また、藤枝の前半からの登場にはそれなりの理由があり、後半の展開にも多少影響を及ぼすことを考慮したからであろうが、ならば、もう少し、藤枝にも寄り添った脚本があってもよかっただろう。
当時のシーンは、そこだけ白黒とし、現在との対比をわかりやすくしている。断片的な当時のシーンだけで、当時の隊員たちの緊迫感や複雑な思いが伝わるか、といえば、なかなか難しいが、それをわかっているだけに、金山を軸とし、それ以外に人物を登場させず、彼の知子に対する心情と故郷である韓国への思いに絞ったのは理解できる。
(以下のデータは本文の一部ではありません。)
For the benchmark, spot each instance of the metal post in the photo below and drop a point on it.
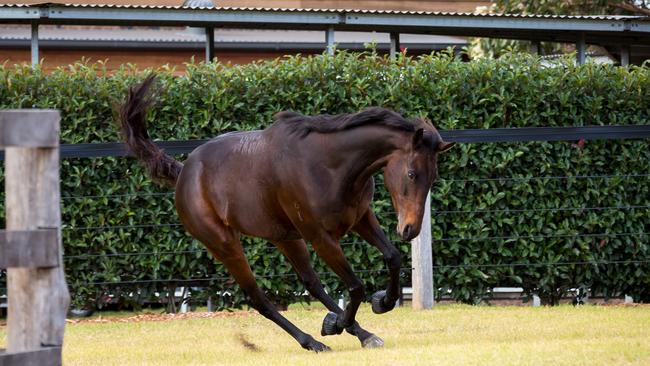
(422, 275)
(394, 45)
(209, 44)
(625, 55)
(329, 40)
(35, 57)
(581, 48)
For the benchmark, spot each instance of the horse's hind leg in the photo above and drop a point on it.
(224, 244)
(297, 253)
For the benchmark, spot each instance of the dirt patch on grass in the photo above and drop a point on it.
(248, 344)
(153, 317)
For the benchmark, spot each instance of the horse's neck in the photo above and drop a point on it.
(362, 152)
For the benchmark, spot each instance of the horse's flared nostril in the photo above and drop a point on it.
(406, 234)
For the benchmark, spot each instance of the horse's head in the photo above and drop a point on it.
(409, 174)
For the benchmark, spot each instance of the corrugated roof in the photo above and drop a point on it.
(182, 34)
(315, 10)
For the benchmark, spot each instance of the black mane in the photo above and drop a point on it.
(304, 125)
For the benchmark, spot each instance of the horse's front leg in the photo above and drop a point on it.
(297, 253)
(329, 250)
(368, 228)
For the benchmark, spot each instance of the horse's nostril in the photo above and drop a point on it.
(407, 232)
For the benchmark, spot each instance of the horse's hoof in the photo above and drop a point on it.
(372, 342)
(378, 305)
(329, 325)
(316, 346)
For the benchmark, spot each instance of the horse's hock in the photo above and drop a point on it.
(30, 248)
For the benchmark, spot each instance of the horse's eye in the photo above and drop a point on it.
(411, 174)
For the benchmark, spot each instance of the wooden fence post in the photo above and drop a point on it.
(37, 293)
(422, 263)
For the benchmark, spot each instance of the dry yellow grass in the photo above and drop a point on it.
(447, 335)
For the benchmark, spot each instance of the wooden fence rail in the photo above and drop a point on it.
(30, 248)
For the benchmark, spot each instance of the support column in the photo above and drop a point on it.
(535, 48)
(422, 263)
(34, 44)
(625, 55)
(394, 45)
(329, 40)
(581, 48)
(209, 44)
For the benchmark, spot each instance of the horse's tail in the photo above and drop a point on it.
(161, 167)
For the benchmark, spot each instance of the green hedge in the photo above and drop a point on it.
(554, 250)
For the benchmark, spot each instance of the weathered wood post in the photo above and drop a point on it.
(31, 248)
(422, 263)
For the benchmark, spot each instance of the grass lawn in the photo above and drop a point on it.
(447, 335)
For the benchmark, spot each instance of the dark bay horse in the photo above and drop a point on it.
(302, 179)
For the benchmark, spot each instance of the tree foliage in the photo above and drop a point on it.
(546, 216)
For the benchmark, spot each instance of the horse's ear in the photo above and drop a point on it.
(444, 146)
(417, 138)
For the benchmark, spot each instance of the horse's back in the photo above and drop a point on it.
(233, 173)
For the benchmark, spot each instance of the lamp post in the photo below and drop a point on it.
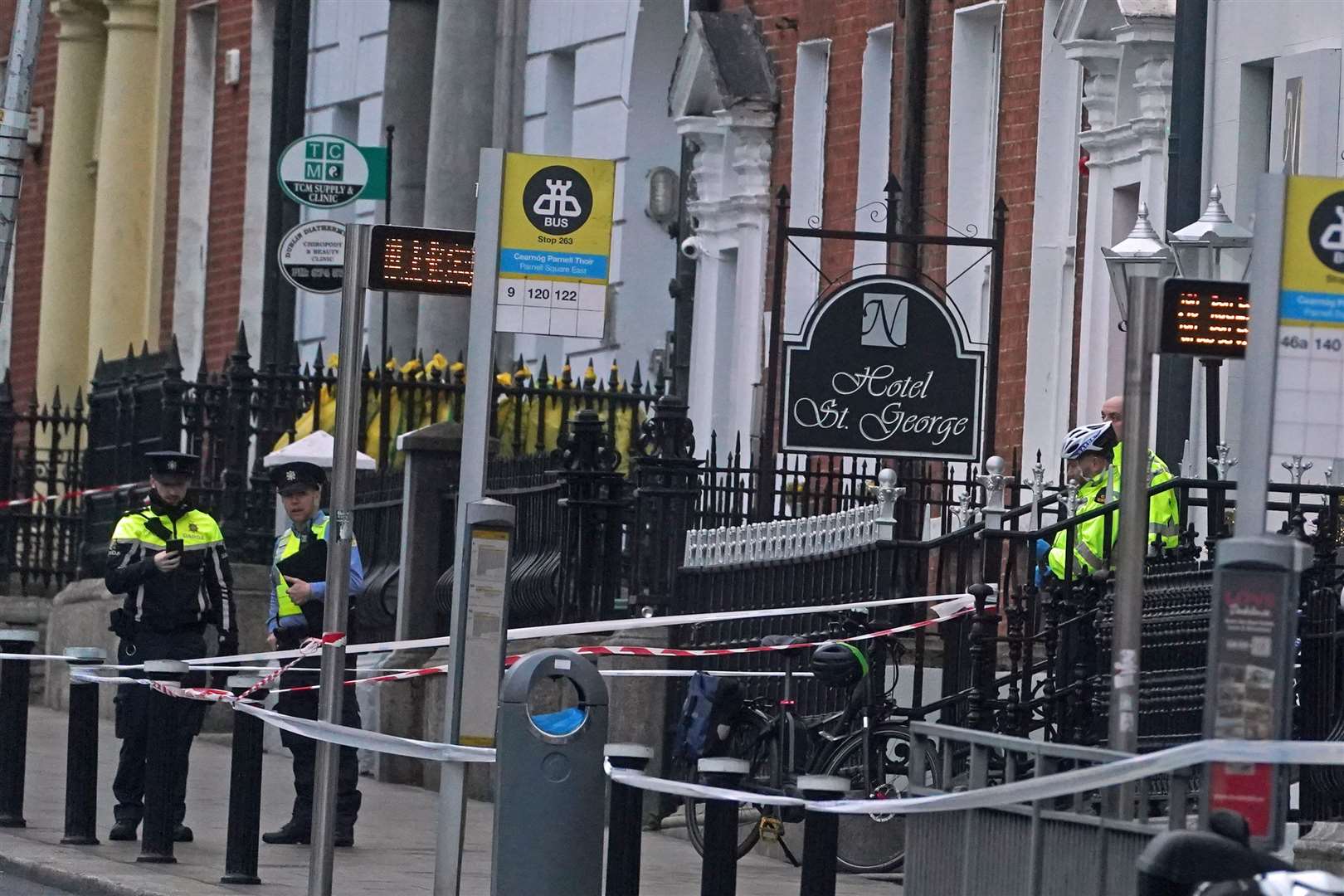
(1136, 265)
(1200, 250)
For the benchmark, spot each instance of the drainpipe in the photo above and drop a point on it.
(682, 289)
(1185, 202)
(914, 74)
(288, 105)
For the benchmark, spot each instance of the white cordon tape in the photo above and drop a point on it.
(314, 728)
(314, 644)
(38, 657)
(66, 496)
(1298, 752)
(637, 652)
(368, 739)
(945, 605)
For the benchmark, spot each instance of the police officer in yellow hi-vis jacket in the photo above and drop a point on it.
(1090, 453)
(169, 562)
(297, 596)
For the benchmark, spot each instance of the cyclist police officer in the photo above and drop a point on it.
(1089, 451)
(169, 562)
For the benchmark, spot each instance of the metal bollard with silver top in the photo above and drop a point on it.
(14, 723)
(552, 785)
(82, 751)
(163, 762)
(245, 787)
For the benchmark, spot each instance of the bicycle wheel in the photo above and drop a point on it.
(753, 739)
(874, 844)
終盤では、秀治・知子は、富子に懇請されたこともあり、金山に託された遺品を、韓国の山村である金山の故郷に届ける。村人らの対応は厳しいものだったが、最後は長老の老婆が、それをありがたく受け取る。
テーマがテーマだけに、映画としてのおもしろみといったものは抑えられてしまったが、『夜叉』同様、カメラは、カンパチを釣り上げるシーンなど美しい漁港や風景を、忍耐強く待って撮られたところが多く、抑制された要素は、映像で楽しむしかない。
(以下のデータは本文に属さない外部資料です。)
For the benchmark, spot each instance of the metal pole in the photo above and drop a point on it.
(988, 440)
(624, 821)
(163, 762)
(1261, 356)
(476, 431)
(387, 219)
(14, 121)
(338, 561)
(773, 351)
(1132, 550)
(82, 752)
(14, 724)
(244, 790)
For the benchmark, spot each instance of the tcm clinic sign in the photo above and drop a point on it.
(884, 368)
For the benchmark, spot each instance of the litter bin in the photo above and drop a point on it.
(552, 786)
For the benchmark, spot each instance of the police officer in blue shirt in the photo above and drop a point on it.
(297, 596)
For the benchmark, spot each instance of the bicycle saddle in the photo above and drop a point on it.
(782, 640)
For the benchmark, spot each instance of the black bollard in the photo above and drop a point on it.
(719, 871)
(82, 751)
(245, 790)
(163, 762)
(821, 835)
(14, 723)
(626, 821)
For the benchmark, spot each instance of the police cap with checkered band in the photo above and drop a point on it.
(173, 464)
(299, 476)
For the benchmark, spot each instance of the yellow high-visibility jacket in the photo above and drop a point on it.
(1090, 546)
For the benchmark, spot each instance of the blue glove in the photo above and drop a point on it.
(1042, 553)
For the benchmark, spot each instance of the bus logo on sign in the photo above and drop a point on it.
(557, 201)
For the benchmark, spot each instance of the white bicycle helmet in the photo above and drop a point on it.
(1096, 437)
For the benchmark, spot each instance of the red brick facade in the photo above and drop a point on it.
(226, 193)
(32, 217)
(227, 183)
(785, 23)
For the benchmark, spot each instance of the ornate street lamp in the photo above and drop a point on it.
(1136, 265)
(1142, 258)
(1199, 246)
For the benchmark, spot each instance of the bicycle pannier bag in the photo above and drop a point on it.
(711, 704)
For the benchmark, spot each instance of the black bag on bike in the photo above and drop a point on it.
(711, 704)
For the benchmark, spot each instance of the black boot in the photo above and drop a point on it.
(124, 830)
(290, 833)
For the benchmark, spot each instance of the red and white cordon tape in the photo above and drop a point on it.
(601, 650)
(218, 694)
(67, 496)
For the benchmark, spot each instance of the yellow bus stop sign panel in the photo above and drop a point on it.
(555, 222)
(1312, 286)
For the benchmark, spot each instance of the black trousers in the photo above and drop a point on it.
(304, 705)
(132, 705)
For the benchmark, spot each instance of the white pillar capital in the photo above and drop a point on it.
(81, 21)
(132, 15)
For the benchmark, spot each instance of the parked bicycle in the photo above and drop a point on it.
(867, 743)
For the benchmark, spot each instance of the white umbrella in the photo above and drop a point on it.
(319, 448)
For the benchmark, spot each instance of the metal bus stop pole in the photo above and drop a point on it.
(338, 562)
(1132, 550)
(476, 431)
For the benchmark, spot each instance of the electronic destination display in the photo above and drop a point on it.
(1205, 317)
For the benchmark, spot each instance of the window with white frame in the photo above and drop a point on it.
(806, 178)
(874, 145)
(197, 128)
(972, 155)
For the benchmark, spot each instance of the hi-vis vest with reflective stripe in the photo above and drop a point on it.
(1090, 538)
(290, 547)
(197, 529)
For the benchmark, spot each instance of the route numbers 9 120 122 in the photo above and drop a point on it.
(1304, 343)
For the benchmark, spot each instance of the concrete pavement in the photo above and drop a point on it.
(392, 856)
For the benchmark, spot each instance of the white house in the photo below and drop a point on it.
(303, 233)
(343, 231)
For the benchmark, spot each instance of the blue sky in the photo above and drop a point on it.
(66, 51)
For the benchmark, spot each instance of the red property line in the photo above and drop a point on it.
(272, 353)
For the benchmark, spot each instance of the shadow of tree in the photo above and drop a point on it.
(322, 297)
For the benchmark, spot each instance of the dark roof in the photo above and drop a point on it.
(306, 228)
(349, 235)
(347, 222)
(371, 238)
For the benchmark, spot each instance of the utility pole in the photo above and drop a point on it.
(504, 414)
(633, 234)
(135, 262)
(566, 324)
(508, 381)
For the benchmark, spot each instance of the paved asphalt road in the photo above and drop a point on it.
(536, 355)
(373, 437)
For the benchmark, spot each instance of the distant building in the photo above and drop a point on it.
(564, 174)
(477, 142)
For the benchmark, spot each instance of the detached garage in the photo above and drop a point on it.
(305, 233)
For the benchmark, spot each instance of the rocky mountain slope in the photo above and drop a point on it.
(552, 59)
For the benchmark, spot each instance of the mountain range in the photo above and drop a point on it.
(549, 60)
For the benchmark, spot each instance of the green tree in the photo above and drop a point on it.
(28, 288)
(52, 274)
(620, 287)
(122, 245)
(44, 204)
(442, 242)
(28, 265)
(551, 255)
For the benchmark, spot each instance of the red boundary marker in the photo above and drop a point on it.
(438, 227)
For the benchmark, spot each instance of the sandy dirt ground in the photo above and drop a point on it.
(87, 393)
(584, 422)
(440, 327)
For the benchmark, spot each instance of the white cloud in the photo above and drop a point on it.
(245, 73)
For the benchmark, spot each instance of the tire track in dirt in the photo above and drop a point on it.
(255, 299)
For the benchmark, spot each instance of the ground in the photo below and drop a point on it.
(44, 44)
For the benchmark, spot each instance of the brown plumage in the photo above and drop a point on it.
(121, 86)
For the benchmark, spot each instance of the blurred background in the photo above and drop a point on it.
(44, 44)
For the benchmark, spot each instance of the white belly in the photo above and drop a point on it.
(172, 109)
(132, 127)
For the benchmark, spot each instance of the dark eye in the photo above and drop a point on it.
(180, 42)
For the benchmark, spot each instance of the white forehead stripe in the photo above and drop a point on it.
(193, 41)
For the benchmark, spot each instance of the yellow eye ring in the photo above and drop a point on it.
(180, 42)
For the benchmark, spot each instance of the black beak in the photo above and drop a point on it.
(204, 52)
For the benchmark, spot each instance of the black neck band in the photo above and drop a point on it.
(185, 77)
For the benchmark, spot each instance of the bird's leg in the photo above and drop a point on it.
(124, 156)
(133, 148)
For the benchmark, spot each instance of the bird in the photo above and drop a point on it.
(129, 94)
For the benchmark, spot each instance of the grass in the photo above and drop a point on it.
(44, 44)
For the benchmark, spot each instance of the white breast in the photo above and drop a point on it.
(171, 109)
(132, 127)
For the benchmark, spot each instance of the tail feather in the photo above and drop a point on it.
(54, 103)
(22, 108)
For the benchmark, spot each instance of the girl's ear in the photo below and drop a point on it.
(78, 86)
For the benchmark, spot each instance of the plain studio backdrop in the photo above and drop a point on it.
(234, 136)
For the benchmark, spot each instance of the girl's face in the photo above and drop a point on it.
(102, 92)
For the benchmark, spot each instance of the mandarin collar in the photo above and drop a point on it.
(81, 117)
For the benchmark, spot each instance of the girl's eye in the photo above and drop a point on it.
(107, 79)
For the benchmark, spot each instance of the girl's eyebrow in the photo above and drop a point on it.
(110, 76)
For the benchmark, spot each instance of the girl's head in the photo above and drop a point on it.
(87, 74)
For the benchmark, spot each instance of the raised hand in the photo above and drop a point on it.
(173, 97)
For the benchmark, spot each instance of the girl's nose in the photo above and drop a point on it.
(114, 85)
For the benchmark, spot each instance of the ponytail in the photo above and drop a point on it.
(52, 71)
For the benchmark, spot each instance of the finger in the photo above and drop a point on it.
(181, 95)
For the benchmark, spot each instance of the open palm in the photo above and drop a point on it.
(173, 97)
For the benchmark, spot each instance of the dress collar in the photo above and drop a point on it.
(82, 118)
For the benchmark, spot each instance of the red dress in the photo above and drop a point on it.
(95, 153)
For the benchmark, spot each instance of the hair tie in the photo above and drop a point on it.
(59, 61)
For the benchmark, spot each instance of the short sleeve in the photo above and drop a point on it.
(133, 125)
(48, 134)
あえて言えば、人々の移動のシーンが、ワンショットも入らず次のシーンに移るところがあり、時間が均等に進んでいるとは思えない編集となっているところが散見される点は惜しいと思う。
この映画について、思想的な見地から、いろいろな意見があったようだが、戦後、映画や演劇にかかわる人々の大半は、監督であれ、スタッフであれ、俳優であれ、みな左翼思考の持ち主である。むしろ、右傾思考のほうが少なく、ヤクザ映画やロマンポルノなどの製作にかかわる人々だけだ。例えば、松竹の看板映画となった『男はつらいよ』シリーズにしても、山田洋次をはじめ、渥美清以外の俳優はほとんどが共産党員か共産党支持者であり、マドンナ役の吉永小百合、樫山文枝、長山藍子などもそうである。
映画を通じて、朝日が視聴者を洗脳しようとしている、とまで言われている。この作品が公開された当時は、慰安婦問題など、朝日の捏造はバレていなかった。洗脳材料に映画や監督を利用したのではないか、とも言われる。
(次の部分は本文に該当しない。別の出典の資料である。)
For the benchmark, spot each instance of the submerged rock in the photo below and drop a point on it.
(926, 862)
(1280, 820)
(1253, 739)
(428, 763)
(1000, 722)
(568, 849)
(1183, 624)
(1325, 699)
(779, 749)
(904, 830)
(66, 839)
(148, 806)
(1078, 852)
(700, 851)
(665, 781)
映画ファンとしては、あくまでも、作品としてどう評価できるか、という視点にのみ立つべきであり、思想云々を持ち込むのは、映画ファンとは言えない。ストーリー展開、カメラワーク、編集、美術、音響、演技、演出などで、そのエンタメ性や質について語るべきである。私自身は保守側の人間であるが、作品を味わい、作品としてどうなのか、という見方ができなければ、映画のレビューなどすることはできないのではないか。